Foto: Arne Dedert/dpa

Dieser Datenspeicher hat nur Platz für ein Kilobyte und hat trotzdem das Potential die digitale Welt zu revolutionieren: Wissenschaftlern der TU Delft ist es jetzt gelungen, Chloratome als kleinste Informationseinheit zu benutzen. Mit ihrem Speicher lassen sich auf einem Quadratzentimeter 78 Terabit unterbringen. „Bei dieser Datendichte würden theoretisch alle jemals geschriebenen Bücher auf eine einzige Briefmarke passen“, schildert Sander Otte, Hauptautor der gestern in der Fachzeitschrift Nature Nanotechnoloy erschienen Studie.

Ehrung für Richard Feynmann

Der Physiker und Visionär Richard Feynmann hielt am 29. Dezember 1959 eine legendäre Rede mit dem Titel „There's Plenty of Room at the Bottom“, was sinngemäß bedeutet, es gibt „viel Spielraum nach unten“. Viele der in dieser Rede vorgestellten Ideen wurden zur Grundlage nanotechnologischer Entwicklungen, gerade auch die Idee der Datenspeicherung auf atomarer Ebene. Dem Nobelpreisträger Feynmann zu Ehren schrieben Otte und sein Team nun einen Teil dieser Rede auf ein nur 100 Nanometer breites Feld. 

Dafür beutzten sie ein Rastertunnelmikroskop. Ein solches Mikroskop besitzt als Messspitze ein einzelnes Atom. Wenn durch diese Messspitze Strom von etwa einem Mikro-Ampere fließt, dann lässt sich damit ein Chloratom bewegen, wenn daneben eine Lücke frei ist.
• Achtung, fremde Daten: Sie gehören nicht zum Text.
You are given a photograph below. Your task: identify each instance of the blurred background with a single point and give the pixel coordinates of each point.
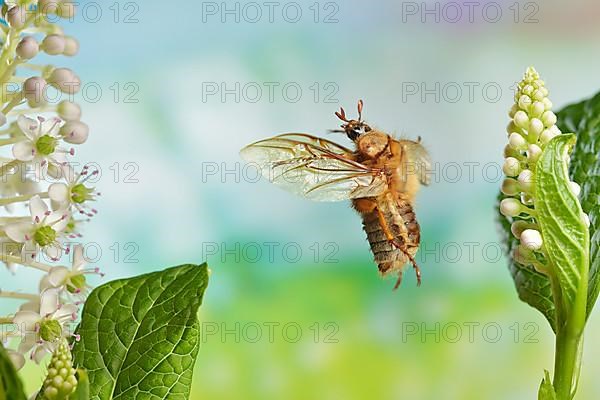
(295, 308)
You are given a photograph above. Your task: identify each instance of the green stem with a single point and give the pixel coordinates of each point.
(567, 363)
(569, 342)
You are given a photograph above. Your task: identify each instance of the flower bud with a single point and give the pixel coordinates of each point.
(66, 9)
(511, 207)
(53, 44)
(71, 46)
(526, 180)
(526, 199)
(548, 118)
(531, 239)
(16, 17)
(28, 48)
(69, 111)
(48, 6)
(538, 95)
(547, 136)
(75, 132)
(61, 380)
(547, 104)
(34, 90)
(521, 119)
(517, 141)
(523, 256)
(524, 102)
(536, 127)
(65, 80)
(510, 187)
(511, 166)
(519, 226)
(533, 153)
(537, 109)
(511, 127)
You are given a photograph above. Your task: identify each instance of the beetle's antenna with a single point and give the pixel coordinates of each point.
(341, 115)
(360, 107)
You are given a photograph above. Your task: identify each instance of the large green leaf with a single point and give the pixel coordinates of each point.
(140, 336)
(559, 215)
(584, 119)
(532, 287)
(11, 387)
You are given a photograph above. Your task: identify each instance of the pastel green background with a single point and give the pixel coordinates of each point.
(175, 212)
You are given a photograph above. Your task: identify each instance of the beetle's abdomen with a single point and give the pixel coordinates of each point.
(402, 224)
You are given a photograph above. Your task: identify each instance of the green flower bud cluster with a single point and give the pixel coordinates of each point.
(60, 381)
(532, 126)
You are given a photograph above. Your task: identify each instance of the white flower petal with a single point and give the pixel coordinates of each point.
(53, 251)
(17, 359)
(79, 260)
(29, 251)
(51, 126)
(39, 353)
(59, 220)
(28, 126)
(57, 276)
(37, 208)
(27, 342)
(19, 232)
(67, 310)
(49, 301)
(26, 320)
(24, 151)
(33, 305)
(58, 192)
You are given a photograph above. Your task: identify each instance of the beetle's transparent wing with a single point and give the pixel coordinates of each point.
(313, 167)
(418, 159)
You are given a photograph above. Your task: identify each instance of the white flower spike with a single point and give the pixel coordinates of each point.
(43, 232)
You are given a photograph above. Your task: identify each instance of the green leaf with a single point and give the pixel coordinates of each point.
(140, 336)
(532, 286)
(11, 387)
(560, 217)
(83, 386)
(584, 119)
(546, 389)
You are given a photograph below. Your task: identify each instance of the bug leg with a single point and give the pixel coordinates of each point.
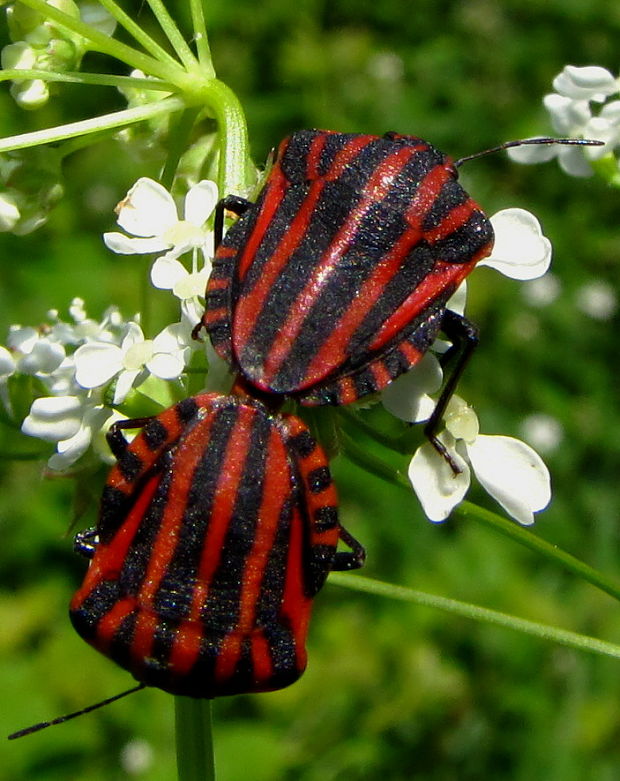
(115, 439)
(464, 337)
(348, 560)
(85, 543)
(231, 203)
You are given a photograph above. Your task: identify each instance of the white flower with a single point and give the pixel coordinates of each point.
(149, 214)
(520, 250)
(70, 421)
(408, 396)
(587, 83)
(97, 363)
(508, 469)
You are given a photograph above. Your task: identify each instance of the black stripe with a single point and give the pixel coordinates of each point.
(155, 434)
(319, 480)
(221, 609)
(93, 608)
(174, 595)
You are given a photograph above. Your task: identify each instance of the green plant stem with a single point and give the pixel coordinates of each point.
(366, 460)
(99, 79)
(94, 125)
(200, 36)
(467, 510)
(172, 33)
(233, 138)
(178, 142)
(194, 737)
(477, 613)
(137, 32)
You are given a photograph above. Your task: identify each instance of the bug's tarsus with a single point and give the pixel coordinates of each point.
(464, 337)
(348, 560)
(231, 203)
(61, 719)
(85, 542)
(529, 142)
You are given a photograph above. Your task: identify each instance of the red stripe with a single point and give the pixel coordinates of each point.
(430, 288)
(225, 496)
(334, 350)
(250, 305)
(376, 190)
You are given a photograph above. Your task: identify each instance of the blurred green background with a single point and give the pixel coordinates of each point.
(392, 692)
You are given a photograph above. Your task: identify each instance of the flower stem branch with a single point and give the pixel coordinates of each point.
(93, 125)
(200, 36)
(194, 737)
(106, 45)
(477, 613)
(467, 510)
(137, 32)
(173, 34)
(99, 79)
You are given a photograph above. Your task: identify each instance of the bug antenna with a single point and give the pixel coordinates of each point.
(43, 724)
(530, 142)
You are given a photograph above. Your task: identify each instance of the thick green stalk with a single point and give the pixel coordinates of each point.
(195, 761)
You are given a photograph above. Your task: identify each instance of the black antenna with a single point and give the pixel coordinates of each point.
(43, 724)
(530, 141)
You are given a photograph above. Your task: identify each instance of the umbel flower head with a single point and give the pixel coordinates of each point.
(508, 469)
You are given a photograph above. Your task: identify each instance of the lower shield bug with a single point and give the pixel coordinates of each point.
(218, 526)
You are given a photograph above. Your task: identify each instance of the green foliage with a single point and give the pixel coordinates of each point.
(392, 691)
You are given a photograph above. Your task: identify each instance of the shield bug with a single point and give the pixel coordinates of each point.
(218, 526)
(336, 280)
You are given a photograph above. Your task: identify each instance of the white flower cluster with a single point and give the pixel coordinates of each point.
(508, 469)
(87, 368)
(580, 107)
(43, 45)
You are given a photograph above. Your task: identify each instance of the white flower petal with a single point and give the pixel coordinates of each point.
(166, 366)
(148, 209)
(437, 487)
(124, 384)
(54, 418)
(133, 335)
(124, 245)
(166, 272)
(520, 250)
(96, 363)
(568, 116)
(573, 162)
(590, 82)
(191, 285)
(7, 363)
(600, 129)
(513, 474)
(407, 397)
(200, 202)
(9, 212)
(44, 358)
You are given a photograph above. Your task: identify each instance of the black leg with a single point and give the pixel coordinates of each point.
(464, 337)
(231, 203)
(346, 560)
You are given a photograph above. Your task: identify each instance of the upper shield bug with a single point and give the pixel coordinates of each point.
(336, 280)
(218, 525)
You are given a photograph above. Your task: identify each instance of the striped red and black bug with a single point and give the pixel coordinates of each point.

Lücke und Chloratom bilden ein Bit 

Genau mit diesen Lücken arbeiten die Forscher. Sie nutzen die Eigenschaft von Chloratomen, sich auf einer flachen Kupferoberfläche selbstständig zu einem zweidimensionalen Gitter anzuordnen. Um die Lücken, auch Vakanzen genannt, zu erzeugen, gaben die Wissenschaftler weniger Chloratome auf das Kupferfeld, so dass sich das Feld nicht vollständig bedeckte.

Die kleinste Informationseinheit, das Bit, besteht dann aus einer Vakanz und einem Chloratom. Schaut man von oben auf die Oberfläche, so bedeutet „Vakanz oben, Atom unten“ eine Null und „Atom oben, Vakanz unten“ eine Eins.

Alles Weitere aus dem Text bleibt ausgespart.